One of the main objectives of the scientific enterprise is the development of well-performing yet parsimonious models for all natural phenomena and systems. In the 21st century, scientists usually represent their models, hypotheses, and experimental observations using digital computers. Measuring performance and parsimony of computer models is therefore a key theoretical and practical challenge for 21st century science. "Performance" here refers to a model's ability to reduce predictive uncertainty about an object of interest. "Parsimony" (or complexity) comprises two aspects: descriptive complexity-the size of the model itself which can be measured by the disk space it occupies-and computational complexity-the model's effort to provide output. Descriptive complexity is related to inference quality and generality; computational complexity is often a practical and economic concern for limited computing resources.

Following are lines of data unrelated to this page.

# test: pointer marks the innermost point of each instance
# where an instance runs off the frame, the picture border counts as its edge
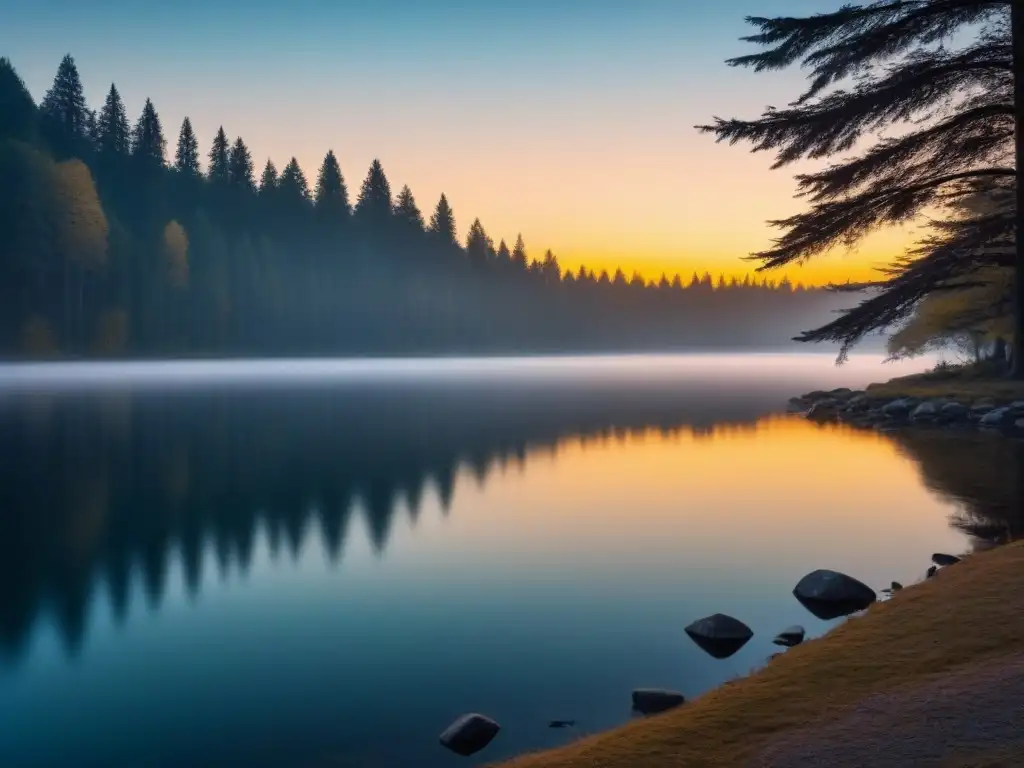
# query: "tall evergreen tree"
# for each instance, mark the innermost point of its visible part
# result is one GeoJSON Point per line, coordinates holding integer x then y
{"type": "Point", "coordinates": [331, 196]}
{"type": "Point", "coordinates": [65, 114]}
{"type": "Point", "coordinates": [519, 257]}
{"type": "Point", "coordinates": [952, 75]}
{"type": "Point", "coordinates": [407, 212]}
{"type": "Point", "coordinates": [268, 179]}
{"type": "Point", "coordinates": [374, 205]}
{"type": "Point", "coordinates": [113, 131]}
{"type": "Point", "coordinates": [148, 147]}
{"type": "Point", "coordinates": [186, 155]}
{"type": "Point", "coordinates": [478, 244]}
{"type": "Point", "coordinates": [241, 172]}
{"type": "Point", "coordinates": [218, 171]}
{"type": "Point", "coordinates": [17, 110]}
{"type": "Point", "coordinates": [442, 222]}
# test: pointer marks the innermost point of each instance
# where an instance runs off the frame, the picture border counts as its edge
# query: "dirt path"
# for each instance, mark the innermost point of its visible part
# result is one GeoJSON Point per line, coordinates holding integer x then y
{"type": "Point", "coordinates": [977, 710]}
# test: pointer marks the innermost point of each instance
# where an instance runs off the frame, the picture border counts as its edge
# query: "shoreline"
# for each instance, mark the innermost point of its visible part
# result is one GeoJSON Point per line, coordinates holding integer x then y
{"type": "Point", "coordinates": [967, 620]}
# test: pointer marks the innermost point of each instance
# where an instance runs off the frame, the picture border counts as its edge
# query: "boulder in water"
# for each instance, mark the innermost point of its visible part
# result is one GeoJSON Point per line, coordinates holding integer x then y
{"type": "Point", "coordinates": [719, 635]}
{"type": "Point", "coordinates": [653, 700]}
{"type": "Point", "coordinates": [828, 594]}
{"type": "Point", "coordinates": [790, 636]}
{"type": "Point", "coordinates": [469, 734]}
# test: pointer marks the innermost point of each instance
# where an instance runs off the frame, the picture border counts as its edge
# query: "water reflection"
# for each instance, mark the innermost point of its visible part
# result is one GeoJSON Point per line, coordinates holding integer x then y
{"type": "Point", "coordinates": [581, 522]}
{"type": "Point", "coordinates": [96, 484]}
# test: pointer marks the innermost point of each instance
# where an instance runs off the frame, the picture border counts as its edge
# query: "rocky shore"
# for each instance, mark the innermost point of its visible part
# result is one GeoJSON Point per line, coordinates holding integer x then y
{"type": "Point", "coordinates": [862, 410]}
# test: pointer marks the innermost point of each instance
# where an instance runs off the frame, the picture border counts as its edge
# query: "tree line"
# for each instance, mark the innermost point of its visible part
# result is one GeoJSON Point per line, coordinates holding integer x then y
{"type": "Point", "coordinates": [941, 85]}
{"type": "Point", "coordinates": [115, 243]}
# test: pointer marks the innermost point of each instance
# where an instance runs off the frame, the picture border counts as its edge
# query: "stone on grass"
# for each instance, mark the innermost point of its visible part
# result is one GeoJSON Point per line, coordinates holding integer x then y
{"type": "Point", "coordinates": [719, 635]}
{"type": "Point", "coordinates": [994, 418]}
{"type": "Point", "coordinates": [469, 734]}
{"type": "Point", "coordinates": [653, 700]}
{"type": "Point", "coordinates": [925, 411]}
{"type": "Point", "coordinates": [790, 636]}
{"type": "Point", "coordinates": [828, 594]}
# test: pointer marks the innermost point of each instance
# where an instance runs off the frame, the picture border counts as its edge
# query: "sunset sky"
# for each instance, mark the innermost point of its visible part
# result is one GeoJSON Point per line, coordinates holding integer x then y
{"type": "Point", "coordinates": [570, 121]}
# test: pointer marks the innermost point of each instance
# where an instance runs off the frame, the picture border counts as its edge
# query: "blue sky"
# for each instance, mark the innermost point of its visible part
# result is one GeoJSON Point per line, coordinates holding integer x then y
{"type": "Point", "coordinates": [570, 121]}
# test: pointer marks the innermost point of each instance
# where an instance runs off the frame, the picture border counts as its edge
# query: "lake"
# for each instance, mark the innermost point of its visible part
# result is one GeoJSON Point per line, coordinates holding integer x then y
{"type": "Point", "coordinates": [323, 563]}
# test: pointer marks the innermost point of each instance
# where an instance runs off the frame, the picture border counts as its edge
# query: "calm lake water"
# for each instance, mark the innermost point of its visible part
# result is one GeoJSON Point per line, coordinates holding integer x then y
{"type": "Point", "coordinates": [325, 563]}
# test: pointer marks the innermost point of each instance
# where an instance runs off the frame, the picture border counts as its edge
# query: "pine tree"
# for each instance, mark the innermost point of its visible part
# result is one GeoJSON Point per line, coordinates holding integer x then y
{"type": "Point", "coordinates": [17, 110]}
{"type": "Point", "coordinates": [952, 75]}
{"type": "Point", "coordinates": [268, 179]}
{"type": "Point", "coordinates": [331, 197]}
{"type": "Point", "coordinates": [519, 257]}
{"type": "Point", "coordinates": [240, 167]}
{"type": "Point", "coordinates": [407, 212]}
{"type": "Point", "coordinates": [186, 155]}
{"type": "Point", "coordinates": [219, 166]}
{"type": "Point", "coordinates": [503, 256]}
{"type": "Point", "coordinates": [64, 112]}
{"type": "Point", "coordinates": [113, 131]}
{"type": "Point", "coordinates": [442, 222]}
{"type": "Point", "coordinates": [477, 244]}
{"type": "Point", "coordinates": [147, 144]}
{"type": "Point", "coordinates": [374, 205]}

In this context, this paper has two distinct but related goals. The first is to propose a practical method of measuring computational complexity by utility software "Strace", which counts the total number of memory visits while running a model on a computer. The second goal is to propose the "bit by bit" method, which combines measuring computational complexity by "Strace" and measuring model performance by information loss relative to observations, both in bit. For demonstration, we apply the "bit by bit" method to watershed models representing a wide diversity of modelling strategies (artificial neural network, auto-regressive, process-based, and others). We demonstrate that computational complexity as measured by "Strace" is sensitive to all aspects of a model, such as the size of the model itself, the input data it reads, its numerical scheme, and time stepping. We further demonstrate that for each model, the bit counts for computational complexity exceed those for performance by several orders of magnitude and that the differences among the models for both computational complexity and performance can be explained by their setup and are in accordance with expectations.
We conclude that measuring computational complexity by "Strace" is practical, and it is also general in the sense that it can be applied to any model that can be run on a digital computer. We further conclude that the "bit by bit" approach is general in the sense that it measures two key aspects of a model in the single unit of bit. We suggest that it can be enhanced by additionally measuring a model's descriptive complexity-also in bit.